Dell’associazione Jacopo era stato ripetutamente membro del consiglio direttivo e infine presidente per due mandati consecutivi.
Chi fosse Jacopo lo sappiamo tutti e se ne ripercorro qui, brevemente, il curriculum come archeozoologo è solo a futura memoria. Sono infatti note a tutti le sue doti di infaticabile studioso: la lista delle sue pubblicazioni è molto lunga e comprende studi importanti su ogni epoca dell’antichità, dal Neolitico all’età medievale e moderna, a conferma della sua versatilità e capacità di applicare il metodo a una moltitudine di problemi diversi.
Aveva una conoscenza impareggiabile delle fonti letterarie e iconografiche che utilizzava con grande competenza nella lettura e interpretazione del dato archeozoologico. Autore di un fortunato manuale universitario di archeozoologia, convenzionalmente chiamato “Il de Grossi”, su cui si sono formate due generazioni di giovani studiosi, aveva una scrittura chiara e precisa che rifletteva il suo eloquio misurato e attento.
Quella di Jacopo era quindi una figura di studioso di grande valore. Aggiungerei, per come l’ho conosciuto, che era anche capace di circondarsi di persone capaci ed esse stesse di grande valore, con le quali ha dato vita a Lecce a un laboratorio di archeozoologia tra i migliori d’Italia.
Ho potuto personalmente constatare come quel laboratorio fosse animato da molti studenti che avevano nei confronti del loro professore una stima e un attaccamento sinceri.
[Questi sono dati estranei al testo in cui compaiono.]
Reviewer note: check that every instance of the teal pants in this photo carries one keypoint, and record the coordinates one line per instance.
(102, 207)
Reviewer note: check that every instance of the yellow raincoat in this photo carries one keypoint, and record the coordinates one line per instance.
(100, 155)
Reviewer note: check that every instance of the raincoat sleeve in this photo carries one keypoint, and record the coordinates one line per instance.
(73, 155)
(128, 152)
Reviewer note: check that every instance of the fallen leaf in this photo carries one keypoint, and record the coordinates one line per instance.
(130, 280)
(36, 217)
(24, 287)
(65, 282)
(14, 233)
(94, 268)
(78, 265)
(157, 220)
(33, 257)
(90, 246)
Gli studenti di Lecce erano affettuosamente definiti da Jacopo “i coccarelli”, e questo dice qualcosa dell’affetto che Jacopo provava per loro e dell’attenzione che gli riservava. Esso si traduceva in un clima di familiarità e amicalità che caratterizza un gruppo fortissimo dal punto di vista scientifico.
Jacopo era un uomo aperto e sincero, simpatico e capace di attrarre le persone con semplicità e franchezza. Nonostante la sua autorevolezza e il rispetto che tutti gli tributavano, Jacopo è sempre stato, nei trent’anni della nostra amicizia, soprattutto un uomo leggero, facile all’ironia e incline allo smascheramento delle pose accademiche. Era leggero come sono leggere le persone che sono in pace con sé stesse e con gli altri, e non hanno debiti da pagare né crediti da esigere. Ma che non abbia raggiunto l’ordinariato è qualcosa che grida vendetta.
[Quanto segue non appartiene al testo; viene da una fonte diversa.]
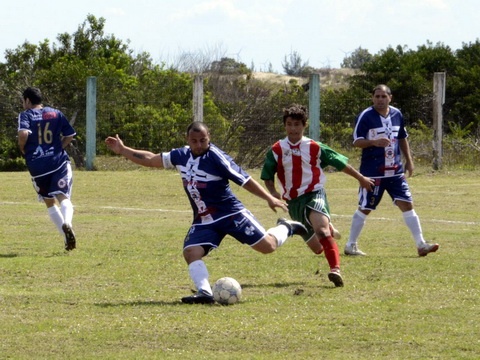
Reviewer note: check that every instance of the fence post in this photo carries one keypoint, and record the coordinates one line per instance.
(91, 119)
(198, 98)
(438, 101)
(314, 107)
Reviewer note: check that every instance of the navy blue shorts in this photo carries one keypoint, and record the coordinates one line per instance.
(242, 226)
(58, 182)
(396, 186)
Jacopo aveva una risata fragorosa ed era un formidabile provocatore e seccatore, cosa che generava una infinità di situazioni comiche ed esilaranti. Dio lo benedica per le molte risate che abbiamo fatto insieme.
La leggerezza di cui parlavo è la stessa che troviamo nell’associazione. Anche noi, senza debiti né crediti, da sempre ci permettiamo il lusso del divertimento in un contesto al quale, non di meno, nessuno può negare rigore, serietà e autorevolezza. Che tutto ciò che caratterizza in tal senso l’associazione sia stato costruito anche, e forse soprattutto da Jacopo, per me è una certezza.
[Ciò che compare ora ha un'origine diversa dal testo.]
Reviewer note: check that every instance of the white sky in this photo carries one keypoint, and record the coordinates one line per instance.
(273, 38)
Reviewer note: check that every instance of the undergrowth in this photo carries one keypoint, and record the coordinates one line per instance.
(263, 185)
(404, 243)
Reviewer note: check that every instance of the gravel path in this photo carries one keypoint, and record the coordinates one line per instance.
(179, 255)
Nel bel ricordo che ne ha tracciato la professoressa Claudia Minniti, sua allieva e collaboratrice e infine collega all’Università di Lecce, si ricorda la sua capacità di dare importanza alle cose che contano per un uomo. Esse sono la famiglia, la moglie, i figli, di cui parlava sempre con orgoglio, mostrando il necessario equilibrio che deve esistere tra la sfera degli studi e quella che potremmo definire “realtà”.
Molti, appresa la triste notizia della sua morte, gli hanno augurato che la terra gli sia lieve. Ma la terra, a Jacopo, sarà lieve senz’altro: glielo deve per l’acerba ingiustizia del suo destino, per la vita troncata anzitempo. Ma a noi? E prima di tutto: a Monica, ad Agnese e Daniele? E a Claudia?
La terra è lieve a chi ci lascia ma schiaccia nel dolore chi resta. E così quell’augurio di levità, alla fine, non è rivolto che a noi, cui tocca accettare che la terra senza Jacopo sia quella di prima. E non è.